Mosses from an Old Manse is Nathaniel Hawthorne’s second major short story collection, originally published in 1846. The Old Manse of the title is the historic Concord, Massachusetts house where Hawthorne and his new wife Sophia lived for several years in the early 1840s, and the title sketch that opens the collection is a long reflective essay about the house, its history, and the wider Concord intellectual community that Hawthorne and Sophia had become part of during their residence there.
The collection includes some of Hawthorne’s most famous short stories. Young Goodman Brown, the haunting moral allegory about a Salem villager and his nighttime journey into the forest. The Birthmark, the dark scientific allegory about a husband’s obsession with removing his wife’s facial mark. Rappaccini’s Daughter, the gothic romance about a poison garden and the young woman raised within it. The Artist of the Beautiful, the meditation on artistic creation and the materialistic culture that fails to recognize what the artist has produced. Roger Malvin’s Burial, the haunting story about guilt and unburied debt that runs across decades. And many other shorter pieces.
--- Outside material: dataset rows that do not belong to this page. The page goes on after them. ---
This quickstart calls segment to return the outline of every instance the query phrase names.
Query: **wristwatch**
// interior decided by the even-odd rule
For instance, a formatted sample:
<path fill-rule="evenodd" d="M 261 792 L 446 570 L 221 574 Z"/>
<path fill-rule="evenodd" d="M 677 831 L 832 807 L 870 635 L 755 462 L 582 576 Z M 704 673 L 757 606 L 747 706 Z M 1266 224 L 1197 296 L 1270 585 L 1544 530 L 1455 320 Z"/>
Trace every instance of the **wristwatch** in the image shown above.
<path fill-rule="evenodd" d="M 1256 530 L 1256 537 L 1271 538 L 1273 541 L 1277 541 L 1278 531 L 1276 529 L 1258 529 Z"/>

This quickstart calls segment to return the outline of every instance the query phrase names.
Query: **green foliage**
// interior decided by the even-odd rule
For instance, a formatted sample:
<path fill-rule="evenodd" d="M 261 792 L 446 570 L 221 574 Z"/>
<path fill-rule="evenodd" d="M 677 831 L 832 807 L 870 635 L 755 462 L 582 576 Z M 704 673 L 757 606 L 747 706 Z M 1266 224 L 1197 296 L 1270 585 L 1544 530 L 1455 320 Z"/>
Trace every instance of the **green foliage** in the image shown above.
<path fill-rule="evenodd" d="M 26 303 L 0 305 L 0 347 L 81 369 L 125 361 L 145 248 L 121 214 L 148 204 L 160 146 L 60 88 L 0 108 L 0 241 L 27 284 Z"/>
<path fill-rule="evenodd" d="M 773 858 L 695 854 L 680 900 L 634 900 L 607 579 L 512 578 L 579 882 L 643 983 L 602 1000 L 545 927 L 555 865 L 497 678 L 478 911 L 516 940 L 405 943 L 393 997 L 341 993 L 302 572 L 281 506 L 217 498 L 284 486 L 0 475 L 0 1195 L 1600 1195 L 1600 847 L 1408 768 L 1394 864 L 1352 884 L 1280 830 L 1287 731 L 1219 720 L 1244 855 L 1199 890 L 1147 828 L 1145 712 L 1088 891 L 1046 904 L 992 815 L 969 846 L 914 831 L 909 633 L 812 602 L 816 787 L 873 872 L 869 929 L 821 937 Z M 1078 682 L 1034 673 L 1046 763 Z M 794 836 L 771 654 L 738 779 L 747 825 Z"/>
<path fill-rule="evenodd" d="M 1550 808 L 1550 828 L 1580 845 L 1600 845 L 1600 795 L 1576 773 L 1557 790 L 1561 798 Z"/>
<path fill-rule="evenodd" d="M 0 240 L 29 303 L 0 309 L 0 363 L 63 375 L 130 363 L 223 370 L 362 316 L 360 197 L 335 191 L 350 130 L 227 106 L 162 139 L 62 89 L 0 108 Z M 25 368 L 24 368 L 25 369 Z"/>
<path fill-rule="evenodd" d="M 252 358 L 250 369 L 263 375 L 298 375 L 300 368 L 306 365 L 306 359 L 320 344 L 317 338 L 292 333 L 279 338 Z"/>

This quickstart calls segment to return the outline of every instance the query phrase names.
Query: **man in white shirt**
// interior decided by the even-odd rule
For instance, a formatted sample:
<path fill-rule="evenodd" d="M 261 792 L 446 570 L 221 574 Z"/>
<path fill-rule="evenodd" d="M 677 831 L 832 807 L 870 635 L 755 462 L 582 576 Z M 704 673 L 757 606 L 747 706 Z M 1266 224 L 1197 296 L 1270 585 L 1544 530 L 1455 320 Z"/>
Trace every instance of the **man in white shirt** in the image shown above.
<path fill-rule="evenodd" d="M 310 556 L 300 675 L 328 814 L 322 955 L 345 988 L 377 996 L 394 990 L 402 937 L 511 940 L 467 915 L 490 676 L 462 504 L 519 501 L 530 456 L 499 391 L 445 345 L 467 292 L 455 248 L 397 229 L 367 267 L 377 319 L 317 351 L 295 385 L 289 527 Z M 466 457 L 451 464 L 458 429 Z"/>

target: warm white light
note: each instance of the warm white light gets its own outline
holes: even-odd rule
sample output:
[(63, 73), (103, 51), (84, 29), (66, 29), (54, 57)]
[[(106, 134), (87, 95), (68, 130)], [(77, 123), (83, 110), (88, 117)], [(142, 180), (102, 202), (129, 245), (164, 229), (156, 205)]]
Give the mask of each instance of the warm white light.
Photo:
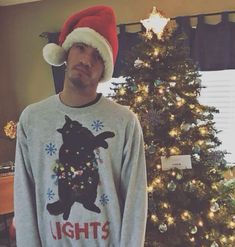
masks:
[(178, 130), (176, 128), (170, 130), (169, 135), (172, 137), (175, 137), (179, 134)]
[(170, 154), (171, 155), (176, 155), (176, 154), (180, 154), (180, 150), (177, 147), (172, 147), (170, 149)]
[(150, 193), (153, 192), (153, 186), (147, 187), (147, 191), (150, 192)]
[(124, 95), (125, 93), (126, 93), (125, 88), (122, 87), (122, 88), (119, 89), (119, 94), (120, 95)]
[(172, 225), (175, 222), (174, 218), (171, 215), (167, 215), (166, 220), (167, 220), (168, 225)]
[(142, 98), (141, 96), (138, 96), (138, 97), (136, 98), (136, 101), (137, 101), (138, 103), (142, 102), (142, 100), (143, 100), (143, 98)]
[(203, 221), (202, 220), (199, 220), (198, 221), (198, 225), (202, 227), (203, 226)]
[(154, 222), (157, 222), (158, 221), (157, 215), (152, 214), (151, 215), (151, 220), (154, 221)]
[(160, 170), (162, 168), (161, 165), (157, 165), (157, 169)]
[(161, 39), (163, 30), (170, 19), (165, 18), (157, 11), (156, 7), (153, 7), (152, 13), (148, 19), (141, 20), (141, 23), (147, 29), (147, 32), (152, 30), (157, 34), (158, 38)]

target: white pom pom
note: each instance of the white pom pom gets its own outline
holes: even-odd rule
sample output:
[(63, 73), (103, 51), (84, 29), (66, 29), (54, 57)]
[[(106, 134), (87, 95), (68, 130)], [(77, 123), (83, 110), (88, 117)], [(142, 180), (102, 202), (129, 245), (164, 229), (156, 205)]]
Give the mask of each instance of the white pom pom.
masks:
[(66, 60), (64, 48), (54, 43), (45, 45), (42, 54), (46, 62), (53, 66), (61, 66)]

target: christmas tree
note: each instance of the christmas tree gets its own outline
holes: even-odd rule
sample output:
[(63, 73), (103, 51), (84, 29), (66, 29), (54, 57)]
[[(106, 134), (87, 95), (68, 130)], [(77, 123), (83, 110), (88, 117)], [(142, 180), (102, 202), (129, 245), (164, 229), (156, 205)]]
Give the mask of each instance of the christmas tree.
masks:
[[(164, 21), (156, 9), (151, 18)], [(226, 161), (213, 121), (218, 111), (199, 103), (203, 87), (185, 35), (168, 19), (156, 30), (151, 18), (143, 21), (146, 32), (126, 57), (125, 81), (113, 84), (112, 96), (143, 128), (146, 246), (235, 246), (234, 183), (223, 177)]]

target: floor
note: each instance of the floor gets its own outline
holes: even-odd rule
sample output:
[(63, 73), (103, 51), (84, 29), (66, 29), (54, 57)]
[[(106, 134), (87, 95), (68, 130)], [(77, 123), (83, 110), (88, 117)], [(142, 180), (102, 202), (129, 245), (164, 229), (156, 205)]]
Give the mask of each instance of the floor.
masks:
[(10, 240), (10, 245), (5, 231), (0, 232), (0, 247), (16, 247), (15, 240)]
[[(5, 231), (5, 225), (4, 225), (4, 221), (3, 221), (3, 216), (0, 217), (0, 247), (16, 247), (16, 243), (15, 240), (10, 240), (10, 244), (8, 242), (8, 237), (7, 237), (7, 233)], [(10, 225), (10, 222), (12, 220), (12, 215), (10, 215), (9, 217), (7, 217), (7, 223), (8, 226)]]

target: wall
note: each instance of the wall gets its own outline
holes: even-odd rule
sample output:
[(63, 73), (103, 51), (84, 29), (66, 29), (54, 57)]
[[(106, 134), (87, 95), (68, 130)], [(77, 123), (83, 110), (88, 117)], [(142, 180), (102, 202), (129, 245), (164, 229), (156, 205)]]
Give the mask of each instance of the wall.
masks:
[[(169, 17), (235, 10), (234, 0), (43, 0), (0, 7), (0, 134), (5, 122), (17, 120), (25, 106), (54, 94), (51, 69), (41, 52), (46, 40), (39, 35), (58, 31), (71, 13), (95, 4), (112, 6), (118, 23), (144, 19), (153, 6)], [(0, 162), (13, 158), (14, 145), (0, 140)]]

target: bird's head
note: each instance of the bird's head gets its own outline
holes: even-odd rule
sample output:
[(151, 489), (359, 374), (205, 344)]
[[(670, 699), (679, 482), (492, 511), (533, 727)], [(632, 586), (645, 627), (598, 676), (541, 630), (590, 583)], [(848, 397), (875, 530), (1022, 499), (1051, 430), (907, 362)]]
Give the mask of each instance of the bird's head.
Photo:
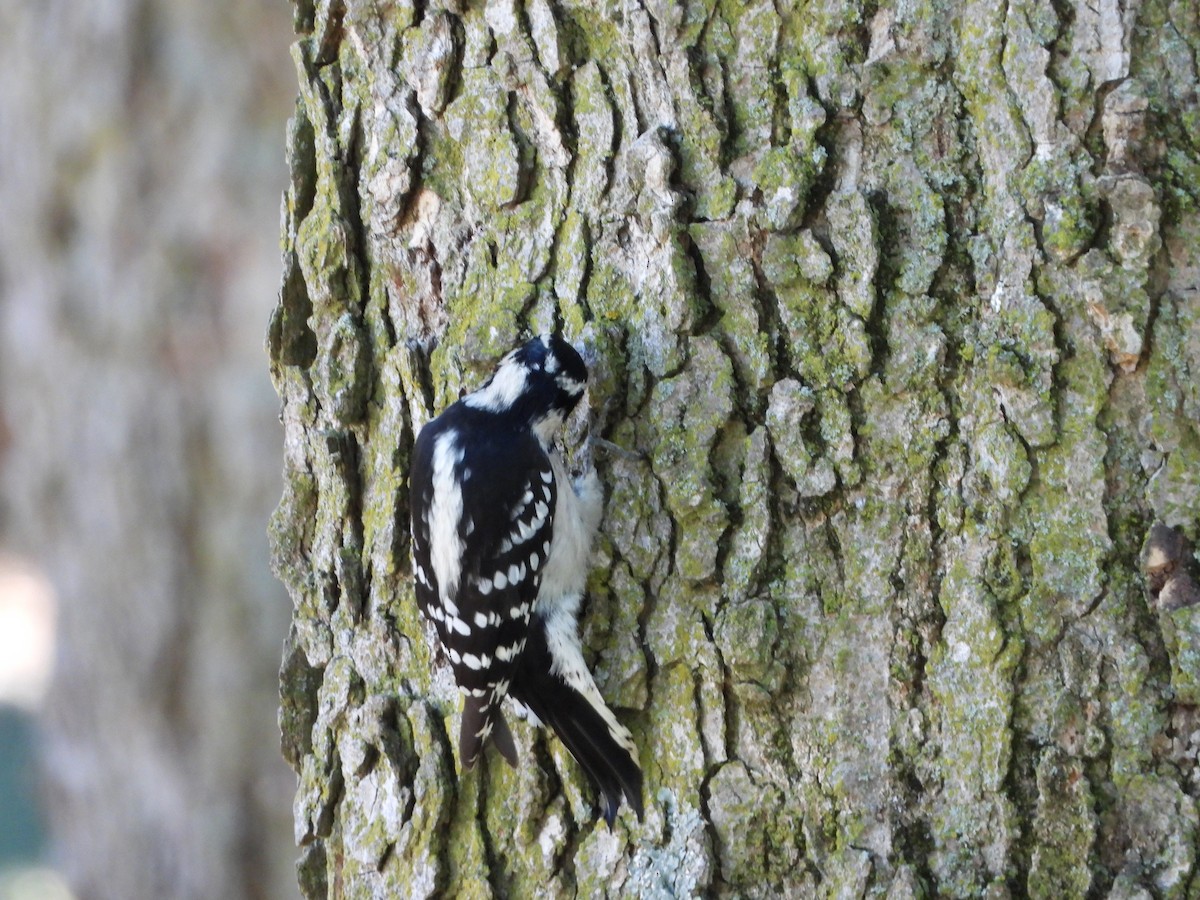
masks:
[(491, 377), (463, 402), (512, 417), (548, 440), (587, 389), (588, 370), (579, 352), (557, 334), (543, 334), (507, 354)]

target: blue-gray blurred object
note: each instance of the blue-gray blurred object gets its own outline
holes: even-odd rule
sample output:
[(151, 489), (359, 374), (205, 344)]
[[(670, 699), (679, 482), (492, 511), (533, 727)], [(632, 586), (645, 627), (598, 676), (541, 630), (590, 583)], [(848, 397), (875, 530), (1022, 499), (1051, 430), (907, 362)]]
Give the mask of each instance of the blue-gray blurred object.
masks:
[(0, 869), (37, 862), (43, 849), (34, 743), (29, 713), (0, 703)]

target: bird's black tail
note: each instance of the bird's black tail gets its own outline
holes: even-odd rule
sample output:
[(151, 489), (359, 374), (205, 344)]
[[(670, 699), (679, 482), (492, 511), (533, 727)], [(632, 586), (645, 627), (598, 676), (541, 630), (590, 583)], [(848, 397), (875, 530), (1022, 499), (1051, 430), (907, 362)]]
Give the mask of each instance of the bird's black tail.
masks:
[(600, 792), (609, 828), (617, 817), (622, 794), (641, 819), (642, 770), (629, 732), (604, 705), (582, 659), (570, 671), (552, 671), (546, 623), (534, 616), (530, 625), (529, 639), (513, 672), (509, 694), (553, 728), (587, 772)]

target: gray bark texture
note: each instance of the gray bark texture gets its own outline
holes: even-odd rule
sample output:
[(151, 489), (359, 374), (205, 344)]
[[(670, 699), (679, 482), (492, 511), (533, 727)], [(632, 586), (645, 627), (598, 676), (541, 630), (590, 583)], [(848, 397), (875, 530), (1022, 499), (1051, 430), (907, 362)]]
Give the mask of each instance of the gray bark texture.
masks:
[[(1196, 897), (1193, 0), (296, 5), (274, 560), (309, 897)], [(414, 432), (587, 350), (646, 773), (459, 770)], [(576, 422), (568, 447), (582, 433)]]
[(38, 789), (89, 900), (296, 895), (263, 533), (286, 30), (0, 5), (0, 537), (57, 597)]

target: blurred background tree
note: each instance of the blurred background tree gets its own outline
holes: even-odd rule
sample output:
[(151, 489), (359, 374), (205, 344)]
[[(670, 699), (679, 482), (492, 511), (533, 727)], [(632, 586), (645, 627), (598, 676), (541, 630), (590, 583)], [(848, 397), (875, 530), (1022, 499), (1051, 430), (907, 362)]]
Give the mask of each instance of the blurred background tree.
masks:
[(57, 606), (37, 784), (0, 766), (82, 897), (295, 894), (262, 351), (289, 32), (275, 0), (0, 6), (0, 543)]

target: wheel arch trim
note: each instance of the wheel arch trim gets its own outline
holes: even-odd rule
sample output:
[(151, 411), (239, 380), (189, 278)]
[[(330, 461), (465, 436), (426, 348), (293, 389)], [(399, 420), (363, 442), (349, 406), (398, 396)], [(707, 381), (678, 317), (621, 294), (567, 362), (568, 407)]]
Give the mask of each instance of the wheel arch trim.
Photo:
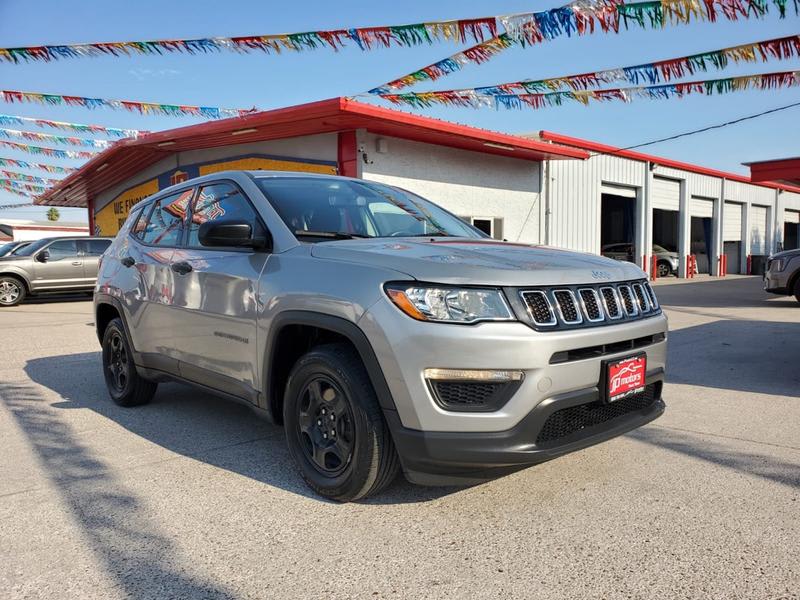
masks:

The Mosses collection represents Hawthorne at the height of his short story powers, with the various pieces showing the range and the depth that his shorter fiction was capable of. Herman Melville’s famous review of the collection in 1850, written before the two writers had met but after Melville had been impressed by the depth he found in Hawthorne, helped establish the wider critical recognition of what Hawthorne was actually doing in his fiction. Melville’s review remains one of the most important early critical statements on Hawthorne and on the wider question of what serious American literature could be.
The collection also includes various lighter sketches alongside the major moral allegories. The juxtaposition of the lighter material with the darker pieces is part of what gives the collection its particular character, with Hawthorne’s range as a writer being on full display across the different registers and modes that the various pieces work in.
For readers new to Hawthorne, Mosses from an Old Manse is an excellent starting point. For longtime Hawthorne readers, the collection rewards rereading, with the various pieces continuing to deepen across multiple encounters. For students of nineteenth century American literature, the collection is essential.